McLaren offers surprisingly few details about the Speedtail’s powertrain other than to say it’s a hybrid that combines gasoline and electric power to produce a prodigious 1,035 hp, enough to push the car’s super-aerodynamic shape to a top speed of 403 km/h.
The Speedtail’s other performance claim is its ability to accelerate from 0-300 km/h in 12.8 seconds, nearly four seconds less than McLaren’s last gas-electric hypercar, the P1.
As you can see in the photos above, the Speedtail’s body presents a teardrop-shaped profile, which is one of a number of tricks the company’s designers employed to help the car cheat the wind.
The Speedtail’s digital rearview cameras replace traditional wing mirrors and transmit their images to screens inside the cabin. Their trick is to retract into the bodywork at high speeds to reduce aero drag.
See how the front wheels have convex covers?
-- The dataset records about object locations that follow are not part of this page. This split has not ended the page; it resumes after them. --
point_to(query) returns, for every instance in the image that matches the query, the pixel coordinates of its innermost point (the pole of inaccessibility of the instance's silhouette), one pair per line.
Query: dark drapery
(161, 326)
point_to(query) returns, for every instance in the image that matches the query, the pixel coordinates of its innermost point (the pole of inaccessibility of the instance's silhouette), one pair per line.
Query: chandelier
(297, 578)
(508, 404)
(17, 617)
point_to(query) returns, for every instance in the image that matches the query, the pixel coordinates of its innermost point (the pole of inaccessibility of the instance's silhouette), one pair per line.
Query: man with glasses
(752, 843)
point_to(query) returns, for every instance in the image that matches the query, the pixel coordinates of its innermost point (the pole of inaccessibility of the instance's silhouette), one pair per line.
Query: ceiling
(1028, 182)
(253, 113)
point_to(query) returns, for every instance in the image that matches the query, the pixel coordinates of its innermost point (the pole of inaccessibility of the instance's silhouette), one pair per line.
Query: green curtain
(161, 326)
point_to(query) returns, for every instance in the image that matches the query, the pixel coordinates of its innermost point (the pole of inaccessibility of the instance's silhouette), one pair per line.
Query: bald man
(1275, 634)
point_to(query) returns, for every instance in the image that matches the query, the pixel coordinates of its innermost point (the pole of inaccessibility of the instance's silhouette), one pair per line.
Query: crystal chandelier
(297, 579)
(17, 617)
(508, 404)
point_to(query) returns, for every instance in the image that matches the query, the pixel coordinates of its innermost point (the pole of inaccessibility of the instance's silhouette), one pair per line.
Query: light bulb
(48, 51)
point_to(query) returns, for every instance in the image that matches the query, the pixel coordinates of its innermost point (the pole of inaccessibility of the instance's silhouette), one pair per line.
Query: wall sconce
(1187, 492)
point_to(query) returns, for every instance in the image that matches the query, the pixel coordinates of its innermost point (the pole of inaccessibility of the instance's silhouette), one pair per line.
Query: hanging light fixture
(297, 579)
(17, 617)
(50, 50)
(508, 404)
Those are there to reduce the amount of turbulence in the air that travels past the front corners of the car. Interestingly, they’re fixed in place and don’t turn with the wheels.
Other aero cues include a one-piece rear clamshell that eliminates many of the body cutlines that a typical sports car would have, and there are all manner of ducts that funnel air through the body instead of around it.
Finally, a “velocity mode” adjusts the car’s rear aileron for high-speed running, pulls the side cameras into the body and lowers the car’s ride height by 35 mm.
The Speedtail recalls McLaren’s best-known car, the F1, with a central driver’s seat flanked by passenger seats. Unlike the F1, however, the Speedtail’s dash is all digital with touchscreens to control all but a handful of functions.
But there is one other link to the F1 in this new design: McLaren will build just 106 Speedtails, equal to the F1’s production run. However, you can’t have one, even if have the roughly CAD$2 million price tag McLaren demands for the Speedtail: all 106 examples have been pre-sold, with deliveries scheduled to start in 2020.